Noordelijke uitbreiding
De Willebroekse Vaart, die de stad volledig doorkruist, werd in 1561 in gebruik genomen. Het is altijd een zeer belangrijke waterweg geweest voor de handel. De vaart kwam Brussel binnen ter hoogte van Molenbeek en verliet de stad via de gemeente Laken.
De Groendreef was een van de belangrijkste attracties van dit deel van Brussel. Het was voor de Brusselaars een aangename plaats om op zondag te vertoeven. Halfweg de negentiende eeuw nam de populariteit van de Groendreef af door het succes van de nieuwe Louizalaan.
Laken zelf bleef belangrijk doordat het Kasteel van Schoonenberg al sinds de achttiende eeuw de residentie was van de landvoogden van de Zuidelijke Nederlanden. In 1830 werd het de privéresidentie van de Belgische koning, wat de gemeente Laken heel wat aanzien gaf. De Brusselse bourgeoisie liet langs de vaart dan ook zogenaamde 'plaisances' of buitenverblijven optrekken.
Op het einde van de negentiende eeuw stuitte de vaart op zijn limieten door de economische en industriële ontwikkeling van Brussel. Om de oevers te ontwikkelen, werd in 1897 113 hectare grondgebied van Laken en Sint-Jans-Molenbeek toegevoegd aan de Stad Brussel.
Tussen 1902 en 1907 werd op deze plaats onder meer Thurn en Taxis opgetrokken.
Het project om Laken, Haren en Neder-over-Heembeek te annexeren, was reeds vóór de Eerste Wereldoorlog overwogen in het kader van een veel ambitieuzer programma voor de annexatie van andere gemeentes. De oorlog zette een rem op dit project, dat uiteindelijk enkel de annexatie omvatte van de drie gemeentes ten noorden van Brussel.
Deze annexaties vonden hun oorsprong in de uitbreiding van de Willebroekse Vaart en de bouw van een zeehaven in het noorden van Brussel. Door de evolutie van de scheepvaart, de grootte van de schepen, de industrialisatie en een spoorwegbrug konden boten niet langer tot in het centrum van de stad varen.
De annexatie van deze gebieden vormde met 2255 hectare de belangrijkste uitbreiding van Brussel.
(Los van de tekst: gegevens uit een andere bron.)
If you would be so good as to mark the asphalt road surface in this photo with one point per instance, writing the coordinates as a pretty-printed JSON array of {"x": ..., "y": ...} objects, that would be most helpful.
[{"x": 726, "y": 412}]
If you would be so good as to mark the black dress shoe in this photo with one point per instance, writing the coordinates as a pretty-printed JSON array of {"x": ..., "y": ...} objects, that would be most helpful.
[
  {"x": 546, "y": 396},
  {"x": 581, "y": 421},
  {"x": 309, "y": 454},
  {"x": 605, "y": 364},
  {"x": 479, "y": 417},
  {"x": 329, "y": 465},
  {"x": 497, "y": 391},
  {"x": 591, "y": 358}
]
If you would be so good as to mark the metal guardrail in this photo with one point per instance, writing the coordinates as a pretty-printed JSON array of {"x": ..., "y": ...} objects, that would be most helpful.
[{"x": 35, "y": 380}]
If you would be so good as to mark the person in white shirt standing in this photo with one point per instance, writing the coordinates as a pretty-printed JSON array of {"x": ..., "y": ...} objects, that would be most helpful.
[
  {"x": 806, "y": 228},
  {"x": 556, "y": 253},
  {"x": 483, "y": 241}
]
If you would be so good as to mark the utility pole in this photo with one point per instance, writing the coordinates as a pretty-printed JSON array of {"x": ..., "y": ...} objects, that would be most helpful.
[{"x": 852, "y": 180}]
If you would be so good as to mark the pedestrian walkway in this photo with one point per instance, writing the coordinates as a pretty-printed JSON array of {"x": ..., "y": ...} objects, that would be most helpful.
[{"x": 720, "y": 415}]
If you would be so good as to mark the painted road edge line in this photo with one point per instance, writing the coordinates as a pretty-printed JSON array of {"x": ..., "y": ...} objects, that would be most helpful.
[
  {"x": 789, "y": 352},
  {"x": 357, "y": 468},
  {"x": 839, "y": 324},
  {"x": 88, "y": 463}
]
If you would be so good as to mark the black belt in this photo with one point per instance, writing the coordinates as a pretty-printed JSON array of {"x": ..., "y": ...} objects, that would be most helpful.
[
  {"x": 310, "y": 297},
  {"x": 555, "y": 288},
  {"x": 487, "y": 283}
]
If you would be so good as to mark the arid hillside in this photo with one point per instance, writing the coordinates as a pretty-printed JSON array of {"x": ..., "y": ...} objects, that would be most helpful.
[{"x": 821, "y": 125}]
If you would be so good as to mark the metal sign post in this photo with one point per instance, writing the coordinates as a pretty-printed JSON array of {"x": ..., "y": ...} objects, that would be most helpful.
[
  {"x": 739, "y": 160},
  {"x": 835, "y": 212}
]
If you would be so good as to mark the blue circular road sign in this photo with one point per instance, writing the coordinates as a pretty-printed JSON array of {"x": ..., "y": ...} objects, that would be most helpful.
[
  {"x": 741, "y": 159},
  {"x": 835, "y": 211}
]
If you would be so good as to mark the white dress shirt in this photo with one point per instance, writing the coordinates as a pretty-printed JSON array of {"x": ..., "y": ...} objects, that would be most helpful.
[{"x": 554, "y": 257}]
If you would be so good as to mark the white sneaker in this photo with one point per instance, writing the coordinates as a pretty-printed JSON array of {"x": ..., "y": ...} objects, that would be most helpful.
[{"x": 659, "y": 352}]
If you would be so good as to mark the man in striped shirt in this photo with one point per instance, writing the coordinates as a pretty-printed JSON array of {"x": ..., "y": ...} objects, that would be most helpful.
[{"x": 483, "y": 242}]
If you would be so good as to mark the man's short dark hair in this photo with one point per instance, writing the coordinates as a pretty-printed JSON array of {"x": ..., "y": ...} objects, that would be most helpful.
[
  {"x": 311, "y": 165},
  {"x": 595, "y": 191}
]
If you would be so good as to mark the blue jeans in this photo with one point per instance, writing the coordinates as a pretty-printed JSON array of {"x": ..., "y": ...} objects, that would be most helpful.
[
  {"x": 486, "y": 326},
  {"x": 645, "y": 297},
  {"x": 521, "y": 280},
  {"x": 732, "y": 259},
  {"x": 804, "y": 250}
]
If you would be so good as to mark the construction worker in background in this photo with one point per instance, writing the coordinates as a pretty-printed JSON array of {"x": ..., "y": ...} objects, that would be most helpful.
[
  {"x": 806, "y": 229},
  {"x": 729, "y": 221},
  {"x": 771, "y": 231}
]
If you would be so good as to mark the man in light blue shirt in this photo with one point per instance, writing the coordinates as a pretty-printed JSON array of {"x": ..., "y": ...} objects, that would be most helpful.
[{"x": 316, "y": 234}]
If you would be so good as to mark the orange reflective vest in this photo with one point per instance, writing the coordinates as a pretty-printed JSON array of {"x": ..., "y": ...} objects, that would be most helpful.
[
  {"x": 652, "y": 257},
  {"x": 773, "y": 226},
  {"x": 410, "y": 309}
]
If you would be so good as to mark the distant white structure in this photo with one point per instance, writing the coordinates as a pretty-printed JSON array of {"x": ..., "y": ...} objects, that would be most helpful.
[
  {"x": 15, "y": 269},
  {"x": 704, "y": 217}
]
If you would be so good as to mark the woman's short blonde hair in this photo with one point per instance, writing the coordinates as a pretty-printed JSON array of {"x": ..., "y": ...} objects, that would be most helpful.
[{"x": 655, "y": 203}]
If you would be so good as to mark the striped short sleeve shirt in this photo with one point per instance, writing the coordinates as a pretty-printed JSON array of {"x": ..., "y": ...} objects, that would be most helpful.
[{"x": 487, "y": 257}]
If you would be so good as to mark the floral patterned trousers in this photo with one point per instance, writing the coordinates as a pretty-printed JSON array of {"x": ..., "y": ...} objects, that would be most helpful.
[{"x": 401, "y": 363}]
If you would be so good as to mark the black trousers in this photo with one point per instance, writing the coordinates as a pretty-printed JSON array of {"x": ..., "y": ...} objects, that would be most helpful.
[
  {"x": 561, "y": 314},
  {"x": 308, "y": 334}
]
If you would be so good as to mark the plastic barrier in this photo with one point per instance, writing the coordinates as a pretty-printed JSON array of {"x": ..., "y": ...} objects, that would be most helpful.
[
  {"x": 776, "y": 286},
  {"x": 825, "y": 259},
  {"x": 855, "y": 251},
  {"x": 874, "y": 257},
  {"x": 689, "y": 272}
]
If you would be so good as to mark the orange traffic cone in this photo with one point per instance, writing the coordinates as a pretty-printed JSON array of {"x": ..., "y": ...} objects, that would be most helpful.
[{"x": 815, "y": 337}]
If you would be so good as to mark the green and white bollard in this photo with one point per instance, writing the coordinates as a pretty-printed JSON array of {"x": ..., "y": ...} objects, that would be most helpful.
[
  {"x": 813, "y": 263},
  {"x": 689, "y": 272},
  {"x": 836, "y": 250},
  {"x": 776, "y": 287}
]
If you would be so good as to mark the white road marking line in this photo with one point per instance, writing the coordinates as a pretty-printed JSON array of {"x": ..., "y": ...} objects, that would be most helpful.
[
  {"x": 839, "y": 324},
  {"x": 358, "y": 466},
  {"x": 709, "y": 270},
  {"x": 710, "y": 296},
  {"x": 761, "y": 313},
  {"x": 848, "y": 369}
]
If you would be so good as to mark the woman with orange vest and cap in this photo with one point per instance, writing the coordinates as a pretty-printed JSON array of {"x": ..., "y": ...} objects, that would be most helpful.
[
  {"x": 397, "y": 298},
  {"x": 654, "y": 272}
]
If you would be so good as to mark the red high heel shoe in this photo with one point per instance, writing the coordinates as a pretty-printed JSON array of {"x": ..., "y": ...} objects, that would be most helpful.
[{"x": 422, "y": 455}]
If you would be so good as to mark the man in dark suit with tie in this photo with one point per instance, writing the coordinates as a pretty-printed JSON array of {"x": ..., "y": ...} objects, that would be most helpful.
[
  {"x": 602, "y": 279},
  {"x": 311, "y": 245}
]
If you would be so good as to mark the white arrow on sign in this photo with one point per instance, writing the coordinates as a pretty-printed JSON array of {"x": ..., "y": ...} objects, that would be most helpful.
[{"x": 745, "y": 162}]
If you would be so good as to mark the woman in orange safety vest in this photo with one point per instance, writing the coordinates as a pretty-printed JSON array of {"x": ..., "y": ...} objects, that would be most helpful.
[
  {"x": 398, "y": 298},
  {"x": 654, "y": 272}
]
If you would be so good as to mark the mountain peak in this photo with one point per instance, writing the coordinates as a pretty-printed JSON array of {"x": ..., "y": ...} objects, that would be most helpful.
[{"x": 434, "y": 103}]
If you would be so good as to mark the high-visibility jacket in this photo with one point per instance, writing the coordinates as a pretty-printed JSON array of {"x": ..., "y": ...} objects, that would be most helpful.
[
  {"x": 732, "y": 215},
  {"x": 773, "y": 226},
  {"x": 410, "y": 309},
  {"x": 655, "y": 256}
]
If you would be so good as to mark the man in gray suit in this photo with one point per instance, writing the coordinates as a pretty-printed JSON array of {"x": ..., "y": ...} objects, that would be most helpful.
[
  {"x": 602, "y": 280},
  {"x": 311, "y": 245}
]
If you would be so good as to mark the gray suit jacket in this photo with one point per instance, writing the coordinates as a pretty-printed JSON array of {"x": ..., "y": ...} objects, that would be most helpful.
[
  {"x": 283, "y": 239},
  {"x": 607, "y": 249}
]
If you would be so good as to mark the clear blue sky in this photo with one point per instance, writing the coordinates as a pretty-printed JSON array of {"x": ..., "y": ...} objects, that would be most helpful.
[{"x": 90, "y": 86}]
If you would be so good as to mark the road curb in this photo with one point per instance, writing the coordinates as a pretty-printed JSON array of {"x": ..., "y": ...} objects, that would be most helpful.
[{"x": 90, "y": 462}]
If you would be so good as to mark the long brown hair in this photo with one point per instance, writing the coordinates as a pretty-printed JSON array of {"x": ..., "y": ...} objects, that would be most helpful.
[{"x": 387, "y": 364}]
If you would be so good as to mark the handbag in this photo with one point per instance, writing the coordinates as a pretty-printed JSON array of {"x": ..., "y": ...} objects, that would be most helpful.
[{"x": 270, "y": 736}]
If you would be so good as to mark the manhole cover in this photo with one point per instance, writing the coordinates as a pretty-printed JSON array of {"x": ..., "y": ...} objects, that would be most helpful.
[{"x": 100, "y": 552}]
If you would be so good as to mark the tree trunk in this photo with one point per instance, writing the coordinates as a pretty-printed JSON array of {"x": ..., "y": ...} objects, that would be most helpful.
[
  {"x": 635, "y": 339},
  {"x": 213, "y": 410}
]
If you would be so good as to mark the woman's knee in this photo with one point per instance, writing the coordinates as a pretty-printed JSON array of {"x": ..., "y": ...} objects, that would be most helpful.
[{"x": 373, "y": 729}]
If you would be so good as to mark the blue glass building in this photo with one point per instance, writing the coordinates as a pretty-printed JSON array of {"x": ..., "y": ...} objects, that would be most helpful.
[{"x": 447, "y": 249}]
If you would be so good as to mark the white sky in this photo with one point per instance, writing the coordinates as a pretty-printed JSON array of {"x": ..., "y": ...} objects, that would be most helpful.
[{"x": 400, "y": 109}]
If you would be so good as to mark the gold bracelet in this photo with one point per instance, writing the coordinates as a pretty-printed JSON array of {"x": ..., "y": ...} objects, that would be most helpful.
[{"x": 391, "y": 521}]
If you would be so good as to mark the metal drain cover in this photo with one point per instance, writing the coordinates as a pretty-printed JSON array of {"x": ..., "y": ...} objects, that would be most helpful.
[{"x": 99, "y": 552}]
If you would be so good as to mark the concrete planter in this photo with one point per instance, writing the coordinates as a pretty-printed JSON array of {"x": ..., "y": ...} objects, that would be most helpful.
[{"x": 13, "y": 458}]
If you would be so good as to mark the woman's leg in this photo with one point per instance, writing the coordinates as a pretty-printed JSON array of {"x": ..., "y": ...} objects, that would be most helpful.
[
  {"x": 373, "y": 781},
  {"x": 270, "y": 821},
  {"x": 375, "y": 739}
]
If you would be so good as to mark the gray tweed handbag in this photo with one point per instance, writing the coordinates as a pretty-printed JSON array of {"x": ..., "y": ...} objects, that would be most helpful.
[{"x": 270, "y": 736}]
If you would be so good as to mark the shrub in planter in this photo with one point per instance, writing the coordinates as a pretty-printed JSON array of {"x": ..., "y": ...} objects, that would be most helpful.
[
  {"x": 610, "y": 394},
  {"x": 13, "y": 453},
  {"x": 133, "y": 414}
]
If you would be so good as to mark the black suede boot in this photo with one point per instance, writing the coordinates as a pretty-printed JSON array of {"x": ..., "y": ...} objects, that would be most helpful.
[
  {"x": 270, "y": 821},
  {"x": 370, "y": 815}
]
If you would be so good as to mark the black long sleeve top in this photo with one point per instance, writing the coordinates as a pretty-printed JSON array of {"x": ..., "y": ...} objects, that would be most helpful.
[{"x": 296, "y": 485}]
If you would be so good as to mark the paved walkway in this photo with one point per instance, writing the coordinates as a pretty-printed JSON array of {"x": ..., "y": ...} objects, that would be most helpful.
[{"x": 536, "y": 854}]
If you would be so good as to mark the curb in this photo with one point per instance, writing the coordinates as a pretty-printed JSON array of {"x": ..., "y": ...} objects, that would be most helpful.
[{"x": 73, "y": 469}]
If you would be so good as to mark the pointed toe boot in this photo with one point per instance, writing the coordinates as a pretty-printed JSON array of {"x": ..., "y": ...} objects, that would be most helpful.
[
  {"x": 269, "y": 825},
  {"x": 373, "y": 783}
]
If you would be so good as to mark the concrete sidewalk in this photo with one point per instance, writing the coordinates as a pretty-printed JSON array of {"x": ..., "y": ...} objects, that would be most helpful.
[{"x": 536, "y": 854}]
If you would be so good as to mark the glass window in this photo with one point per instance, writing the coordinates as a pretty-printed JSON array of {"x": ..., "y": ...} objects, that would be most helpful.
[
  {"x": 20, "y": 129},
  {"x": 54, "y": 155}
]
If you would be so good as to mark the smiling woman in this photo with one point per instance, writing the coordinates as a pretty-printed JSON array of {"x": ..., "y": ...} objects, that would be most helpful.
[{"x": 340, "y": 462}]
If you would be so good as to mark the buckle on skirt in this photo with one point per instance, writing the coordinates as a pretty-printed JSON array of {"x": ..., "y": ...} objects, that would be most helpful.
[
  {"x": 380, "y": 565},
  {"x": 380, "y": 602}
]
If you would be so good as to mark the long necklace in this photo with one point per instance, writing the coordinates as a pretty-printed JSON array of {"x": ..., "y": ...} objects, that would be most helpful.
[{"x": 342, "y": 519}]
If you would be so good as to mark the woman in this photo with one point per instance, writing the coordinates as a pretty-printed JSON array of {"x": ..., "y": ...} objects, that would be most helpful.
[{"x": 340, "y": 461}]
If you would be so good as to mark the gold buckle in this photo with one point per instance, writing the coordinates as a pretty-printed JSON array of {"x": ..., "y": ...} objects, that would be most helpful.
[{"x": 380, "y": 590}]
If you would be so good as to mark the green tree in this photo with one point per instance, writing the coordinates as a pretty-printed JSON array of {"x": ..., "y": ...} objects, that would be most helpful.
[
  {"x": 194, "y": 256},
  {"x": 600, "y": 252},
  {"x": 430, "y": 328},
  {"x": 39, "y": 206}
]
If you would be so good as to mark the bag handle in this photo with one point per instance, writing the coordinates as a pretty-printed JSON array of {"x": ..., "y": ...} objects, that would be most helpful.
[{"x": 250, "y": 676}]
Deze operatie bleek een succes voor de ontwikkeling van de drie gemeentes, waarvan de verstedelijking met behoud van groenzones een belangrijk voordeel bood. Laken bleek de ideale locatie voor tal van internationale evenementen, waaronder de twee Wereldtentoonstellingen van 1935 en 1958.
In 1895 vestigde de Royal Sport Nautique Club zich in een eigen gebouw aan de Groendreef.
Ook tijdens de uitbreidingswerken van de haven werden er regatta's georganiseerd. Ze waren het paradepaardje van de watersportclub, die ook vandaag nog bestaat.
Haren en Neder-over-Heembeek waren op het moment van de annexatie nog echt landelijke gemeentes. Door de ligging langs de vaart waren het aantrekkelijke locaties. Allebei voorzagen ze de hoofdstad van verse producten. Vanaf 1921 ondergingen de gemeentes een snelle verstedelijking, maar bleef het groene karakter bewaard.
In 1925 werd de hoofdstad uitgebreid met twee extra zones, waaronder het terrein van het Brugmannziekenhuis (25 hectare) en nog een klein perceel van 16 hectare.
Na de onafhankelijkheid groeide Brussel van 400 hectare in 1830 tot bijna 3300 hectare in 1925, waarvan 748 hectare bebouwd en 2524 hectare onbebouwd gebied. Derhalve is het grondgebied tijdens die periode acht keer zo groot geworden. Vandaag beslaat de Stad Brussel een oppervlakte van ongeveer 33 km², verdeeld over zes zones: de Vijfhoek, Laken, Haren, Neder-over-Heembeek, de as Louiza-Roosenvelt en de Europese wijk – Leopold-Schumann-Squares.